En juin, un déficit qui pourrait atteindre les 40 M€
Les sorties médiatiques du président marseillais sont ambigues. Il annonce depuis deux ans des temps difficiles, mais il est capable de mettre cet hiver une option d'achat automatique à 11 M€ sur Lucas Ocampos (dont le salaire brut avoisine les 240 000 euros) en cas de qualification en C 1. Il a aussi dépensé sur cette période pour plus de 60 M€ en transferts, embauchant avec Bielsa un coach très onéreux (300 000 euros brut mensuels) au staff très fourni.
Mais si l'OM est privé de la C 1 pour la deuxième année d'affilée et des 25 à 30 M€ de recettes automatiques qu'elle génère, le danger d'un nivellement vers le bas est réel, alors que le déficit au 30 juin prochain pourrait atteindre les 40 M€ si aucun joueur n'est vendu. Cette concordance d'un pactole qui lui passerait sous le nez et d'un trou conséquent dans ses finances contraindrait l'OM à réduire considérablement la voilure, notamment sur le marché des transferts. Au moment même où il faudra combler les départs possibles de nombreux joueurs en fin de contrat et pas des moindres : André Ayew, André-Pierre Gignac ou même Rod Fanni et Jérémy Morel, même si ces deux derniers sont plus facilement « prolongeables », leur salaire étant plus abordable. Vu sous cet angle, on comprend que le programme n'est pas alléchant pour un Bielsa qui demandait deux joueurs de même niveau par poste l'été dernier. S'il n'a pas eu l'effectif qu'il souhaitait à son arrivée, il y a très peu de chance qu'il l'ait la saison prochaine sans Ligue des champions. Ce ne serait pas un bon message pour le convaincre de rester une saison de plus.
LE CALENDRIER
Marseille va recevoir Lyon (15 mars), le PSG (4 avril) et Monaco (9 mai), ses trois adversaires les plus dangereux pour le podium. Pour ceux qui ont perdu la mémoire, le Vélodrome a été imprenable durant douze matches (onze victoires un nul) entre la défaite en août contre Montpellier (0-2) et celle face à Caen (2-3). Et pour les moins optimistes, on rappellera que, jusqu'en mars, tout est encore possible. En 2009, Bordeaux, le futur champion, était cinquième au soir de la 27e journée avec 47 points…
SES CONCURRENTS
L'OM n'est pas le seul club du top 5 à tirer la langue. Lyon, battu à Lille (1-2) hier, avance moins vite. Cette saison, le Paris-SG n'écrase pas la L 1 comme il le devrait, alternant le pas mal et le moins bon. Si le PSG et Monaco se qualifient en quarts de finale, la Ligue des champions va occuper les esprits et vampiriser les forces. Sur ce point, l'OM est tranquille : cela fait un moment qu'il n'a rien d'autre à jouer que la L 1.
BIELSA
On l'a dit et répété et cela reste une vérité difficilement contestable : Marcelo Bielsa a beaucoup apporté à l'OM, métamorphosant une équipe moyenne la saison dernière en machine à gagner pleine d'ambition et d'idées. D'accord, le vestiaire est fatigué par ses exigences, mais les joueurs sont motivés, aussi, par l'envie d'accrocher le podium. À Saint-Étienne (2-2), Bielsa a montré qu'il était capable d'un coaching décisif. Conscient des déséquilibres de son équipe, il pourrait, encore, inventer une solution.

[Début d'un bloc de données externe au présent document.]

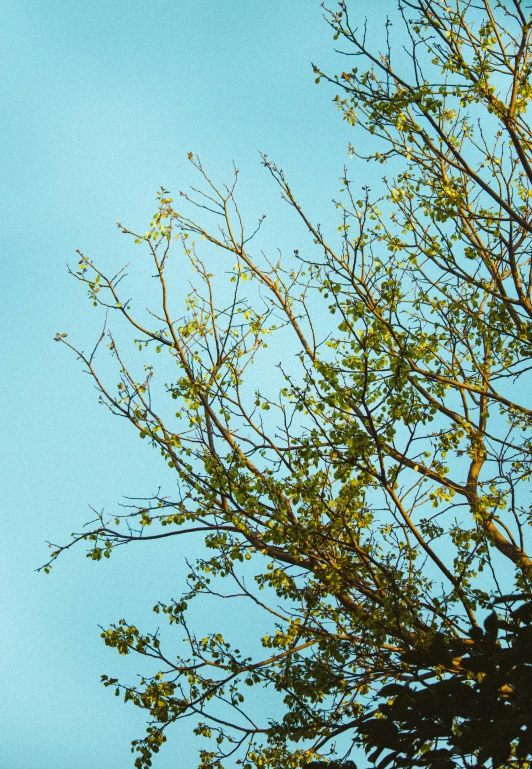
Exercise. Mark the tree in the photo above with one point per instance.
(380, 490)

BATSHUAYI-GIGNAC, DEUX ATTAQUANTS VALENT MIEUX QU'UN
Artisan majeur du début de saison réussi, André-Pierre Gignac vit un début d'année 2015 plus laborieux. La confiance était un peu entamée et les nerfs à vif. « Dédé » a mal vécu d'être écarté de l'équipe de départ, contre Caen, et la tension est montée d'un cran. Mais il a marqué, et la concurrence instaurée par Bielsa entre lui et Batshuayi pourrait faire du bien à l'OM. Personne n'est indiscutable, et Gignac, fier, a voulu montrer qu'il méritait sa place. Auteur d'un doublé à Saint-Étienne, le Belge, lui, doit encore gagner en constance. En attendant, l'équipe possède deux avants-centres à fort potentiel. Toujours mieux qu'un seul.
Un jeu trop offensif, des absences qui pèsent, des efforts moins partagés : l'OM ne sait plus vraiment défendre.
AVANT, les Marseillais faisaient peur à toute la L 1, avec leur entraîneur capable de s'adapter à n'importe quel adversaire pour imposer son jeu. Aujourd'hui, c'est la défense de l'OM qui fait peur, surtout à ses supporters, et les Caennais ne s'y sont pas trompés, vendredi soir, quand ils ont découvert la composition d'équipe. Le staff normand a constaté qu'André Ayew allait être aligné au milieu avec Giannelli Imbula, et c'est là que Patrice Garande a décidé d'insister : il savait que la faille pourrait venir de l'isolement de l'ex-Guingampais et a sommé ses joueurs de le presser dès qu'il récupérait le ballon.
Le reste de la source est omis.